Sur la rupture de la période d'essai :
En application des articles L 1221-19 et L 1221-20 du code du travail, le contrat à durée indéterminée peut comporter une période d'essai dont la durée maximale est, pour les ouvriers, de 2 mois ; elle permet à l'employeur d'évaluer les compétences du salarié dans son travail, notamment au regard de son expérience ; l'employeur est libre de rompre la période d'essai, sans avoir à justifier d'un motif, sauf abus de droit dont la preuve incombe au salarié ; ainsi, la rupture de la période d'essai est considérée comme abusive lorsque les véritables motifs de l'employeur sont sans relation avec les compétences du salarié.
Or, outre que dans son courrier du 28 octobre 2022 la SAS [1] ne mentionnait aucunement qu'elle rompait la période d'essai, elle n'avait pas pu apprécier les compétences de M. [D] dans son poste puisque celui-ci n'avait pas encore commencé à travailler pour elle, l'essai n'ayant pas débuté. Le motif allégué par la SAS [1] dans ses conclusions, tenant aux agissements de M. [D] dans un précédent poste et à une interdiction de site, serait-il établi, est sans lien avec les compétences du salarié.
La SAS [1] ne peut donc pas alléguer aujourd'hui une rupture de période d'essai.

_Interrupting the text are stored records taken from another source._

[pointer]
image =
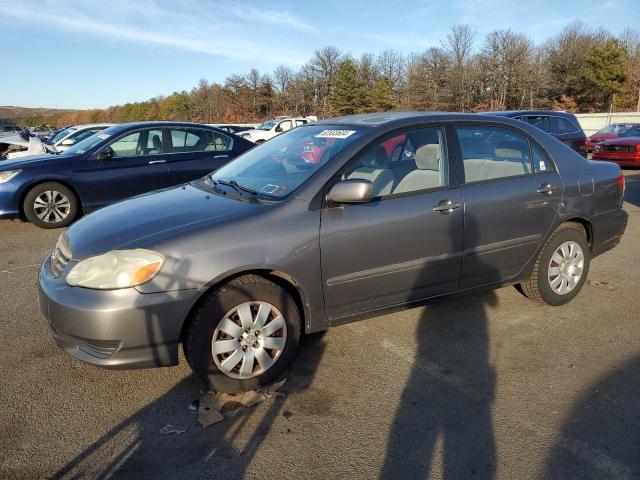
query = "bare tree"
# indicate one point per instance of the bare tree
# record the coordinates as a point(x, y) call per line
point(324, 64)
point(459, 46)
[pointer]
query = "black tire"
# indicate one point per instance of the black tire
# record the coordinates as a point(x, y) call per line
point(211, 311)
point(537, 287)
point(28, 206)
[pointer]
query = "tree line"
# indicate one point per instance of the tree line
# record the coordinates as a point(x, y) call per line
point(578, 70)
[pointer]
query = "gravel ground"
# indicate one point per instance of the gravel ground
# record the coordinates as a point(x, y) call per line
point(487, 386)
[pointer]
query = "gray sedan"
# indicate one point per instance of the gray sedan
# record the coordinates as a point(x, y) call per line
point(329, 223)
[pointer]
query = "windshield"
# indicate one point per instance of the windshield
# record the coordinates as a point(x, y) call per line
point(278, 167)
point(61, 134)
point(267, 125)
point(631, 132)
point(90, 142)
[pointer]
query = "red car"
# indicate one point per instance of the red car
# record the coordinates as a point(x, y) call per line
point(624, 150)
point(608, 133)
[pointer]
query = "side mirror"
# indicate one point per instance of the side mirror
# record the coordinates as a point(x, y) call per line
point(351, 191)
point(105, 154)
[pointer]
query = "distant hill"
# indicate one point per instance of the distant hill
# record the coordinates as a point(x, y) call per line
point(10, 112)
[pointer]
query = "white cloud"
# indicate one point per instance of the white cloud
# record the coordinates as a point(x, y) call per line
point(273, 17)
point(188, 25)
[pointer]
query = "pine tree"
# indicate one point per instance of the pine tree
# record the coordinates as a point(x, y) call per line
point(603, 73)
point(348, 96)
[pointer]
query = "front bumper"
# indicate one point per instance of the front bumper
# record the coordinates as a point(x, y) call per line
point(623, 159)
point(9, 200)
point(119, 329)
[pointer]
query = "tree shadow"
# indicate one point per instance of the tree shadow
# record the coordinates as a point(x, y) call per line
point(445, 408)
point(601, 436)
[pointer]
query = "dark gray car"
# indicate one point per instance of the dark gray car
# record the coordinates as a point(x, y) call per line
point(329, 223)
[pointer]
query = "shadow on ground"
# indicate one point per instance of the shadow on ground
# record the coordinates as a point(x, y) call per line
point(605, 426)
point(136, 449)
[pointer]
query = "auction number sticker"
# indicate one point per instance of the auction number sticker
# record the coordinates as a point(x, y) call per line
point(335, 133)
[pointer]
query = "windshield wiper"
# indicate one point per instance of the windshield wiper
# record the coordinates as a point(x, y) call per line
point(238, 188)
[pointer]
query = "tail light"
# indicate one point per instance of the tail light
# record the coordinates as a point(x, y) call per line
point(621, 184)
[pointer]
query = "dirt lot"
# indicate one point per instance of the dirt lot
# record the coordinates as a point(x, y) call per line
point(481, 387)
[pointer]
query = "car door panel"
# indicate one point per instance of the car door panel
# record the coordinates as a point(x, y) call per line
point(403, 246)
point(389, 252)
point(505, 222)
point(507, 215)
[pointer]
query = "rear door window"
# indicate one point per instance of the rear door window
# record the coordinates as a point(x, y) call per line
point(564, 126)
point(199, 140)
point(493, 152)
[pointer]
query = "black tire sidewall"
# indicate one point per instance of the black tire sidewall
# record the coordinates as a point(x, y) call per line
point(564, 235)
point(29, 199)
point(212, 312)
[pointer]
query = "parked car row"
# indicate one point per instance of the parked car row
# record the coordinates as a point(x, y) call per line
point(118, 162)
point(327, 223)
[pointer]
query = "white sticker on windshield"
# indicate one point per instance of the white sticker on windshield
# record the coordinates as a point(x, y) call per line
point(335, 133)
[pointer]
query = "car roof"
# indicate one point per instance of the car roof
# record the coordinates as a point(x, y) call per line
point(392, 118)
point(513, 113)
point(92, 125)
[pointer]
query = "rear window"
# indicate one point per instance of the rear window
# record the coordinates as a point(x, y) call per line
point(564, 125)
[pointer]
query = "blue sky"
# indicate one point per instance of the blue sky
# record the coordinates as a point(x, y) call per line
point(83, 53)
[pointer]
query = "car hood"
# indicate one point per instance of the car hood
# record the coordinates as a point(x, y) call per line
point(12, 164)
point(600, 138)
point(146, 220)
point(622, 141)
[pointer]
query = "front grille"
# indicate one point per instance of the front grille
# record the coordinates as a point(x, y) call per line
point(620, 148)
point(60, 256)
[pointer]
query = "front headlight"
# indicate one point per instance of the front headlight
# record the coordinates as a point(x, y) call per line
point(8, 175)
point(116, 269)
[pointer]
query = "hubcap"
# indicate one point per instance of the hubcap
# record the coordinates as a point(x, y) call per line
point(565, 267)
point(249, 339)
point(52, 206)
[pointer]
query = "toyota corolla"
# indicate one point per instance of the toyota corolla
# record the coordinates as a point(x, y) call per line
point(329, 223)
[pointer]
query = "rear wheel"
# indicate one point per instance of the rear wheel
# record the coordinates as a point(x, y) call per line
point(50, 205)
point(561, 268)
point(243, 335)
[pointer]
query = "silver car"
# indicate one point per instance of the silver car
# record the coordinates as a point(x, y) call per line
point(329, 223)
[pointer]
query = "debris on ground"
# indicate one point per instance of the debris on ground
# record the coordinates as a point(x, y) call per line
point(601, 284)
point(212, 406)
point(169, 429)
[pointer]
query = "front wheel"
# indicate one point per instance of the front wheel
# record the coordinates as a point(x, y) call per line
point(50, 205)
point(243, 335)
point(561, 268)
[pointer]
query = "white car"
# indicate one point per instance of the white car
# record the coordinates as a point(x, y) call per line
point(272, 128)
point(16, 146)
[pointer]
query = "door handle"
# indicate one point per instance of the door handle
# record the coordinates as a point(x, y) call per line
point(446, 206)
point(546, 189)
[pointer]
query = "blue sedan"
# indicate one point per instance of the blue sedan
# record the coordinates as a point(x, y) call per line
point(119, 162)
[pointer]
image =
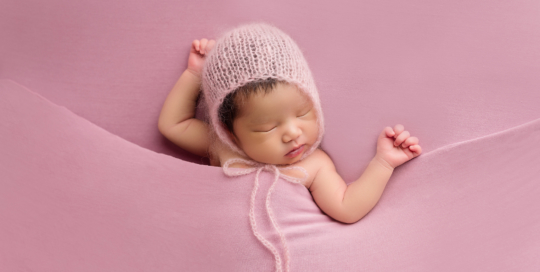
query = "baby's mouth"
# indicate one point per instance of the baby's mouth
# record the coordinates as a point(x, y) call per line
point(295, 152)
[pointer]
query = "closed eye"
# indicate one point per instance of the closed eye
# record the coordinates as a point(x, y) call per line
point(265, 130)
point(305, 113)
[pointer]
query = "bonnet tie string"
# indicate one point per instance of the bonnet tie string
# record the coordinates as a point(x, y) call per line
point(270, 168)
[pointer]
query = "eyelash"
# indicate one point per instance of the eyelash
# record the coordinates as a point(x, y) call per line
point(276, 126)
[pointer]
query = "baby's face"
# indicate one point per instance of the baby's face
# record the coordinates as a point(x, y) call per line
point(271, 125)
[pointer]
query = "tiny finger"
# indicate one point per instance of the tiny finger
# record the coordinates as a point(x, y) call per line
point(203, 45)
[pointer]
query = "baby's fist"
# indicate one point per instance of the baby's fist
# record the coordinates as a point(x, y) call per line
point(199, 48)
point(396, 146)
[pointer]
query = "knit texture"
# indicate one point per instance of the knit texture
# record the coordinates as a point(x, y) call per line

Il en découle que la rupture d'un contrat de travail valide à l'initiative de l'employeur, en dehors de toute rupture de période d'essai et sans respect d'une procédure de licenciement, s'analyse en un licenciement sans cause réelle et sérieuse.
M. [D] peut prétendre aux sommes suivantes, compte tenu d'un salaire mensuel stipulé de 1.918 € bruts :
- au titre de l'indemnité compensatrice de préavis : la rupture en dehors de la période d'essai, pour un ouvrier ayant moins de 6 mois d'ancienneté, est soumise à un préavis conventionnel d'une semaine ; l'indemnité compensatrice de préavis est donc de 442,95 € bruts ;
- au titre des dommages et intérêts pour licenciement sans cause réelle et sérieuse : en vertu de l'article L 1235-3 du code du travail, et selon le tableau, pour un salarié ayant moins d'un an d'ancienneté au jour du licenciement, dans une entreprise comprenant au moins 11 salariés, cette indemnité est d'un maximum d'un mois de salaire brut ; M.